The older we get the stronger the wind gets, and it’s always in our face, but forget not the earthly delights of feeling your bare feet in the cool spring grass as the March winds play with your hair, blowing puffs and strands in a wild disarray around your head. When a great wind is blowing, it gives you either vivid imagination or a nagging headache.
Botanists say trees need the powerful March winds to flex their trunks and branches, so the sap is drawn up to nourish the budding leaves. Who was it that said, “When the trees bow down their heads, the wind is passing by?” Perhaps we need the gales of life in the same way, though we dislike enduring them. It is an all too human frailty to suppose a favorable wind will blow forever.
When the March winds blow in like a lion, I always worry for the daffodils as they begin poking their green tips through the cold crust of soil and start opening their yellow heads. Will they survive the force of the wind, or will they bend in compliance to the greater blowing power?

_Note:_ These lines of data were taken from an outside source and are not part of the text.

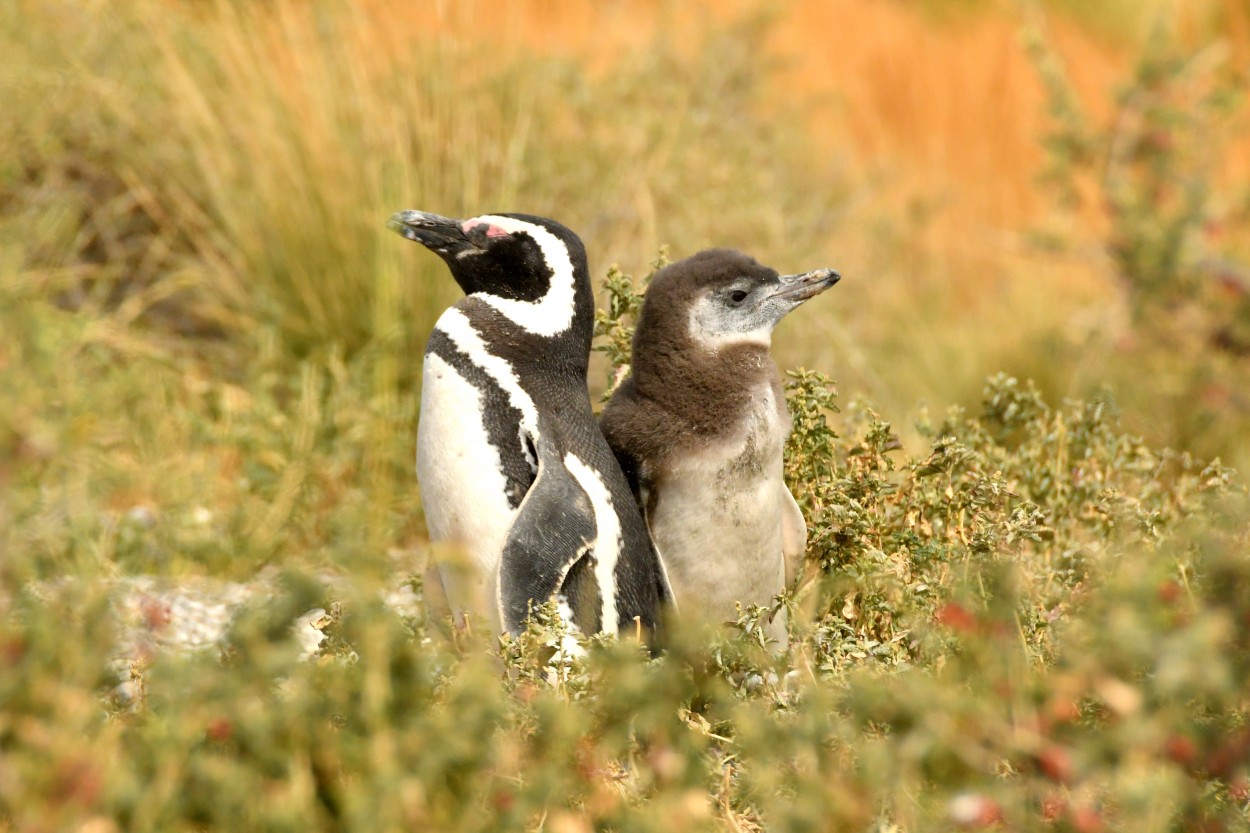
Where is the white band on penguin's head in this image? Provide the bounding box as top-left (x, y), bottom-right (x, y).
top-left (470, 215), bottom-right (578, 337)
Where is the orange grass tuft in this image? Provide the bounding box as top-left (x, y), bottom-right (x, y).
top-left (390, 0), bottom-right (1250, 277)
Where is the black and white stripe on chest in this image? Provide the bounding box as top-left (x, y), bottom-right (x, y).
top-left (425, 308), bottom-right (541, 509)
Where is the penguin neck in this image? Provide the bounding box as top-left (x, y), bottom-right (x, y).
top-left (631, 330), bottom-right (778, 439)
top-left (458, 293), bottom-right (594, 377)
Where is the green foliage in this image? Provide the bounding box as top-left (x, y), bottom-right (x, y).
top-left (591, 249), bottom-right (669, 396)
top-left (1024, 12), bottom-right (1250, 468)
top-left (0, 268), bottom-right (420, 582)
top-left (1029, 20), bottom-right (1244, 322)
top-left (4, 271), bottom-right (1250, 830)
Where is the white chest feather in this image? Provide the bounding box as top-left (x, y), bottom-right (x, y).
top-left (417, 351), bottom-right (518, 623)
top-left (647, 385), bottom-right (795, 638)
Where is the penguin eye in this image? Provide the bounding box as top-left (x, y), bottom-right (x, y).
top-left (728, 289), bottom-right (749, 305)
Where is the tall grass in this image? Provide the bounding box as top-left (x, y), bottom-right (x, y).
top-left (133, 0), bottom-right (543, 354)
top-left (6, 0), bottom-right (1249, 458)
top-left (4, 0), bottom-right (851, 354)
top-left (4, 0), bottom-right (1248, 530)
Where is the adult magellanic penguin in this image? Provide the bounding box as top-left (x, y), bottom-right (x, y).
top-left (388, 210), bottom-right (671, 642)
top-left (600, 249), bottom-right (839, 646)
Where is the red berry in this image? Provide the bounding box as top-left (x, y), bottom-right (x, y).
top-left (936, 602), bottom-right (979, 635)
top-left (1164, 734), bottom-right (1197, 766)
top-left (1037, 745), bottom-right (1073, 783)
top-left (1156, 580), bottom-right (1182, 604)
top-left (206, 717), bottom-right (233, 742)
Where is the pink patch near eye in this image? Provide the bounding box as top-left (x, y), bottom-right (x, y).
top-left (461, 219), bottom-right (510, 238)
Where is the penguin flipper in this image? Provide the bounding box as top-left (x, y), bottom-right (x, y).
top-left (497, 444), bottom-right (598, 634)
top-left (638, 480), bottom-right (677, 612)
top-left (781, 483), bottom-right (808, 588)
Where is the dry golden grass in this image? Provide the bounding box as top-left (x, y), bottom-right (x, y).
top-left (411, 0), bottom-right (1249, 237)
top-left (6, 0), bottom-right (1247, 459)
top-left (347, 0), bottom-right (1250, 442)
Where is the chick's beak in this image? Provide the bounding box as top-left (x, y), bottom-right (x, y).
top-left (771, 268), bottom-right (841, 303)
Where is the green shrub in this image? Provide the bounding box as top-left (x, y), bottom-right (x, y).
top-left (1026, 14), bottom-right (1250, 467)
top-left (3, 260), bottom-right (1249, 831)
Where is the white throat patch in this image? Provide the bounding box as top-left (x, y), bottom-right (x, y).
top-left (468, 214), bottom-right (579, 337)
top-left (687, 300), bottom-right (773, 350)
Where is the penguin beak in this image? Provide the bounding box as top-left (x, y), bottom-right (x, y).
top-left (769, 268), bottom-right (841, 303)
top-left (387, 210), bottom-right (474, 257)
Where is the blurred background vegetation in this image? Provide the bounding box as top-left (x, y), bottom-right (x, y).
top-left (2, 0), bottom-right (1249, 830)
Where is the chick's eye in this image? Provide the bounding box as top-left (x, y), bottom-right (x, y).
top-left (729, 289), bottom-right (749, 304)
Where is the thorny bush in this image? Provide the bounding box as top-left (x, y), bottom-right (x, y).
top-left (0, 263), bottom-right (1247, 831)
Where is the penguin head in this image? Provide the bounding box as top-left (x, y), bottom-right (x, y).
top-left (388, 210), bottom-right (591, 335)
top-left (641, 249), bottom-right (840, 350)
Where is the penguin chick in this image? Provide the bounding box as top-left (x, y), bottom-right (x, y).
top-left (599, 249), bottom-right (839, 646)
top-left (388, 210), bottom-right (670, 642)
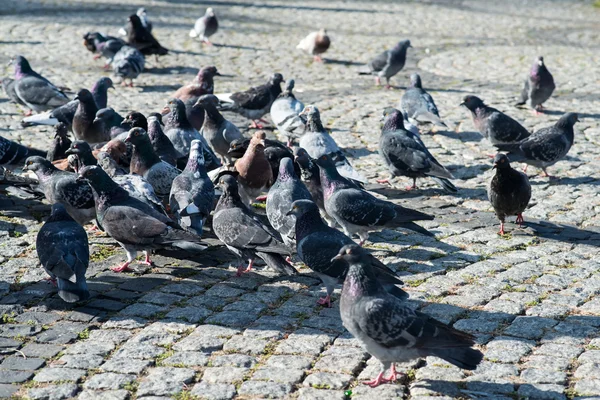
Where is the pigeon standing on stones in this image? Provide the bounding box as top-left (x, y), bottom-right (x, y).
top-left (213, 174), bottom-right (296, 276)
top-left (266, 158), bottom-right (312, 248)
top-left (36, 204), bottom-right (90, 303)
top-left (46, 123), bottom-right (72, 162)
top-left (1, 77), bottom-right (24, 105)
top-left (234, 131), bottom-right (273, 204)
top-left (125, 14), bottom-right (168, 58)
top-left (287, 200), bottom-right (408, 307)
top-left (10, 56), bottom-right (69, 115)
top-left (270, 79), bottom-right (306, 147)
top-left (336, 244), bottom-right (483, 387)
top-left (516, 56), bottom-right (555, 114)
top-left (169, 140), bottom-right (215, 237)
top-left (296, 28), bottom-right (331, 62)
top-left (378, 108), bottom-right (457, 192)
top-left (112, 45), bottom-right (145, 87)
top-left (358, 40), bottom-right (411, 88)
top-left (299, 105), bottom-right (367, 184)
top-left (197, 94), bottom-right (243, 164)
top-left (228, 135), bottom-right (294, 181)
top-left (488, 154), bottom-right (531, 236)
top-left (0, 136), bottom-right (46, 165)
top-left (83, 32), bottom-right (126, 67)
top-left (78, 165), bottom-right (206, 272)
top-left (119, 7), bottom-right (152, 35)
top-left (216, 73), bottom-right (285, 129)
top-left (317, 154), bottom-right (434, 243)
top-left (400, 73), bottom-right (446, 128)
top-left (72, 89), bottom-right (109, 144)
top-left (460, 95), bottom-right (530, 149)
top-left (189, 8), bottom-right (219, 45)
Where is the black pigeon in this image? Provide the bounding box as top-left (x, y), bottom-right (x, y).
top-left (46, 123), bottom-right (72, 162)
top-left (336, 244), bottom-right (483, 387)
top-left (228, 136), bottom-right (295, 180)
top-left (461, 95), bottom-right (530, 148)
top-left (213, 174), bottom-right (296, 276)
top-left (23, 156), bottom-right (96, 226)
top-left (488, 154), bottom-right (531, 236)
top-left (65, 140), bottom-right (97, 172)
top-left (95, 108), bottom-right (128, 139)
top-left (217, 73), bottom-right (285, 129)
top-left (78, 165), bottom-right (206, 272)
top-left (112, 45), bottom-right (145, 87)
top-left (499, 112), bottom-right (578, 178)
top-left (293, 147), bottom-right (334, 226)
top-left (379, 108), bottom-right (456, 192)
top-left (400, 73), bottom-right (446, 128)
top-left (0, 136), bottom-right (46, 165)
top-left (317, 154), bottom-right (434, 244)
top-left (36, 203), bottom-right (90, 303)
top-left (516, 56), bottom-right (555, 114)
top-left (288, 200), bottom-right (408, 308)
top-left (125, 14), bottom-right (168, 57)
top-left (169, 140), bottom-right (215, 237)
top-left (266, 158), bottom-right (312, 248)
top-left (72, 89), bottom-right (109, 144)
top-left (119, 7), bottom-right (152, 36)
top-left (148, 114), bottom-right (178, 167)
top-left (358, 40), bottom-right (411, 88)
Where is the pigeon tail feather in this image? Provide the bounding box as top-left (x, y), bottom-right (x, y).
top-left (397, 221), bottom-right (434, 237)
top-left (189, 28), bottom-right (199, 38)
top-left (57, 278), bottom-right (90, 303)
top-left (428, 347), bottom-right (483, 370)
top-left (431, 177), bottom-right (457, 193)
top-left (382, 283), bottom-right (409, 300)
top-left (22, 111), bottom-right (59, 127)
top-left (256, 252), bottom-right (297, 275)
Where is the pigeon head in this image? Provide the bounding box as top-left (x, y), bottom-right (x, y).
top-left (315, 154), bottom-right (336, 170)
top-left (128, 14), bottom-right (144, 29)
top-left (93, 107), bottom-right (119, 125)
top-left (103, 140), bottom-right (128, 166)
top-left (23, 156), bottom-right (54, 174)
top-left (125, 127), bottom-right (150, 145)
top-left (199, 65), bottom-right (221, 79)
top-left (10, 56), bottom-right (32, 77)
top-left (293, 147), bottom-right (311, 168)
top-left (409, 73), bottom-right (422, 89)
top-left (381, 107), bottom-right (405, 132)
top-left (196, 94), bottom-right (220, 108)
top-left (205, 7), bottom-right (216, 17)
top-left (217, 174), bottom-right (239, 194)
top-left (286, 199), bottom-right (318, 217)
top-left (331, 244), bottom-right (366, 264)
top-left (299, 105), bottom-right (324, 131)
top-left (74, 89), bottom-right (94, 103)
top-left (76, 165), bottom-right (117, 193)
top-left (284, 79), bottom-right (295, 92)
top-left (65, 140), bottom-right (92, 156)
top-left (148, 112), bottom-right (163, 125)
top-left (555, 112), bottom-right (579, 129)
top-left (48, 203), bottom-right (74, 223)
top-left (93, 77), bottom-right (114, 92)
top-left (137, 7), bottom-right (147, 17)
top-left (162, 98), bottom-right (186, 117)
top-left (227, 138), bottom-right (246, 157)
top-left (186, 139), bottom-right (206, 171)
top-left (269, 73), bottom-right (285, 87)
top-left (460, 95), bottom-right (485, 111)
top-left (82, 32), bottom-right (98, 53)
top-left (492, 153), bottom-right (511, 170)
top-left (250, 131), bottom-right (267, 149)
top-left (123, 111), bottom-right (148, 131)
top-left (277, 157), bottom-right (296, 180)
top-left (394, 39), bottom-right (412, 52)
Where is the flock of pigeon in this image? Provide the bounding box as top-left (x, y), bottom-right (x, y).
top-left (0, 6), bottom-right (579, 388)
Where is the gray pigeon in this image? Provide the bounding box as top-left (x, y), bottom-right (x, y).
top-left (270, 79), bottom-right (306, 147)
top-left (317, 154), bottom-right (433, 244)
top-left (1, 77), bottom-right (25, 106)
top-left (213, 174), bottom-right (296, 276)
top-left (78, 165), bottom-right (206, 272)
top-left (299, 105), bottom-right (367, 184)
top-left (358, 40), bottom-right (411, 88)
top-left (288, 200), bottom-right (408, 307)
top-left (169, 140), bottom-right (215, 237)
top-left (10, 56), bottom-right (69, 114)
top-left (266, 158), bottom-right (313, 248)
top-left (83, 32), bottom-right (126, 67)
top-left (197, 94), bottom-right (244, 165)
top-left (112, 45), bottom-right (145, 87)
top-left (488, 154), bottom-right (531, 235)
top-left (189, 7), bottom-right (219, 44)
top-left (516, 56), bottom-right (555, 114)
top-left (147, 114), bottom-right (178, 167)
top-left (499, 112), bottom-right (578, 178)
top-left (0, 135), bottom-right (46, 165)
top-left (461, 95), bottom-right (530, 148)
top-left (72, 89), bottom-right (109, 144)
top-left (36, 203), bottom-right (90, 303)
top-left (400, 73), bottom-right (446, 128)
top-left (379, 108), bottom-right (456, 192)
top-left (23, 156), bottom-right (96, 226)
top-left (336, 244), bottom-right (483, 387)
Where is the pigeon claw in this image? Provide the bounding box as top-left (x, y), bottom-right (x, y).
top-left (384, 364), bottom-right (402, 383)
top-left (376, 179), bottom-right (390, 184)
top-left (363, 372), bottom-right (390, 388)
top-left (255, 195), bottom-right (267, 202)
top-left (316, 295), bottom-right (332, 308)
top-left (24, 109), bottom-right (33, 117)
top-left (236, 260), bottom-right (254, 277)
top-left (313, 55), bottom-right (323, 63)
top-left (375, 76), bottom-right (381, 86)
top-left (516, 213), bottom-right (525, 226)
top-left (498, 223), bottom-right (506, 236)
top-left (249, 120), bottom-right (264, 129)
top-left (111, 262), bottom-right (132, 273)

I have found, no matter the strength of the blowing March winds, the daffodils survive the onslaught of gale and hale, and live to hold their heads up high.
Children love the March winds, all the better to fly a kite. The same winds which blow the birds about the sky are also the ones which toss the kites so high. Flipping and swirling with no care of its own, the winds cruise on with a mind of their own as if trying to make a last curtain call from the bitter to sweet.
So if the March winds come in like a lion, the old wives will tell you, it should go out like a lamb. Winter has past and spring sunshine begins to glow, sending a welcome as birds begin to chatter and flowers begin to bloom. Gone is the pearly snow and icy crystals, the Earth has started to warm and a new song is on the breeze. A time for rebirth and renewal, fresh starts and clean slates, a new picture of what the March winds mean to me.